Medicaid typically provides medical and long-term care services for those who can’t afford to pay, but those who receive Medicaid benefits have little say of the quality and type of care they receive.

The new partnership programs will allow you to retain, or “shelter” your assets, equal to the amount of private insurance benefits paid for your care, while qualifying for Medicaid. So, if you exhaust your $300,000 long-term care insurance policy, you will be allowed to keep $300,000 of your wealth, in addition to any usual allowance, and qualify for Medicaid benefits.

The experience in the four pilot states indicates that partnership programs produce low Medicaid utilization rates for long-term care. The federal and state governments are interested in reducing the potentially gigantic liability they face for massive long-term care claims against their Medicaid programs as the baby boomers move into old age.
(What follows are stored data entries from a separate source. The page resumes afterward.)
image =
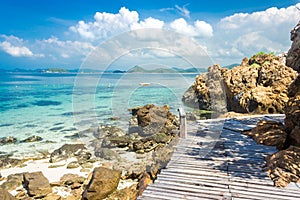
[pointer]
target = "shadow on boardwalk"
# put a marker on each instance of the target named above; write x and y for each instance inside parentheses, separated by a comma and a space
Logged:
(216, 161)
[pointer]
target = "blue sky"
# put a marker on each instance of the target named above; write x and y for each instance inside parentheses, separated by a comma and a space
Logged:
(42, 34)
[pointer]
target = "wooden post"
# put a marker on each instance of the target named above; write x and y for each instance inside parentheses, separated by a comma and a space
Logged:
(182, 126)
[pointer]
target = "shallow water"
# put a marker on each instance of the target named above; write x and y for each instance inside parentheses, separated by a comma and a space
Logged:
(57, 106)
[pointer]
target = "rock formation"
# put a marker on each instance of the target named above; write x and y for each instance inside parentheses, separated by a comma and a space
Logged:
(104, 182)
(283, 166)
(37, 184)
(258, 85)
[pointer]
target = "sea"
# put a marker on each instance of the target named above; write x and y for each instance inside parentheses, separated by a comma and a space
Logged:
(60, 106)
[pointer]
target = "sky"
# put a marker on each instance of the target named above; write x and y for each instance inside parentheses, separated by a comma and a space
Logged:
(45, 34)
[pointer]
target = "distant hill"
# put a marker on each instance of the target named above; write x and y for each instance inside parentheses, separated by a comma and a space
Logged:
(231, 66)
(138, 69)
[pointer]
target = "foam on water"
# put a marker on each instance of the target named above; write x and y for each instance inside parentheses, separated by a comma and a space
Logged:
(53, 107)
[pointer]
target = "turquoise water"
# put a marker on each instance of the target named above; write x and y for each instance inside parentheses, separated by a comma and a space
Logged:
(57, 106)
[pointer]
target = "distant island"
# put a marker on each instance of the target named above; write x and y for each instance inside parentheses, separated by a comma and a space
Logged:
(136, 69)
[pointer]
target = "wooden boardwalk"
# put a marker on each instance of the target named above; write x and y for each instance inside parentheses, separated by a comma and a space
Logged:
(216, 161)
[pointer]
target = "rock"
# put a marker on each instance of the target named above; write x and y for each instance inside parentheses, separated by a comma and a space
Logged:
(143, 183)
(5, 195)
(151, 119)
(107, 154)
(269, 133)
(53, 197)
(33, 138)
(73, 165)
(127, 193)
(283, 166)
(36, 184)
(104, 182)
(8, 140)
(70, 150)
(6, 161)
(293, 56)
(13, 181)
(258, 85)
(72, 180)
The government is, in the interest of taxpayers, trying to motivate you to insure yourself so that you won’t be as likely to wind up a burden to society.

Now, the words of caution:

One of the unfortunate side effects of the new law, based on past experience, is that it will be used as an excuse for procrastination. It can be tempting to put off an otherwise imminent purchase of insurance to wait for a new partnership program to arrive in your state. This reasoning is flawed. For one thing, the partnership programs, while good for society, may not be so beneficial for you.

There are two ways that partnership programs help reduce Medicaid claims. First, they encourage the use of private insurance to cover the cost of care. Second, they allow for the preservation of personal assets that can also be used to pay for care. Think about it: If you’ve got $300,000 in the bank, are you going to put your care in the hands of a public welfare program just because you’re eligible? Probably not.

The partnership programs also have their limitations. You may be required to buy a special policy in your state. These policies may be more expensive than similar retail alternatives offering similar benefits. And, while your policy benefits will be portable from state to state, your partnership benefits may not. If you buy a partnership policy in one state, you may not qualify for partnership Medicaid eligibility benefits in another.

Finally, these partnership programs may take years to develop and implement in your state. In fact, there is no requirement that your state implement one at all. If you’re in the market for long-term care insurance, then you’ll probably lose more by waiting than you’ll gain from participating in a partnership program. The premiums are designed to increase enough each year you wait to buy so that you can expect to pay more over your lifetime if you wait. Your health is also critical to the rate you are offered, and some seemingly innocuous conditions, a joint injury or arthritis, for example, can mean higher rates or even make you ineligible.

The Federal Long-Term Care Insurance Program, a key resource for federal employees and families, is not qualified as a partnership policy in any of the states that currently offer a program. Don’t let this stop you: If you haven’t already, you should seriously consider long-term care insurance, particularly if you’re over age 50.

Pretend that you’re 85 years old and have lived a long and healthy life, but now things are changing and you need some help. Maybe it’s full-time nursing care or part-time help at home, and the cost for this care is $70,000 per year. You can pay for this care out of your pocket or an insurer can pay. If you’re going to buy insurance, it’s smart to buy earlier than later. You’ll give yourself the best chance of locking in the lowest rate and lowest long-term cost possible.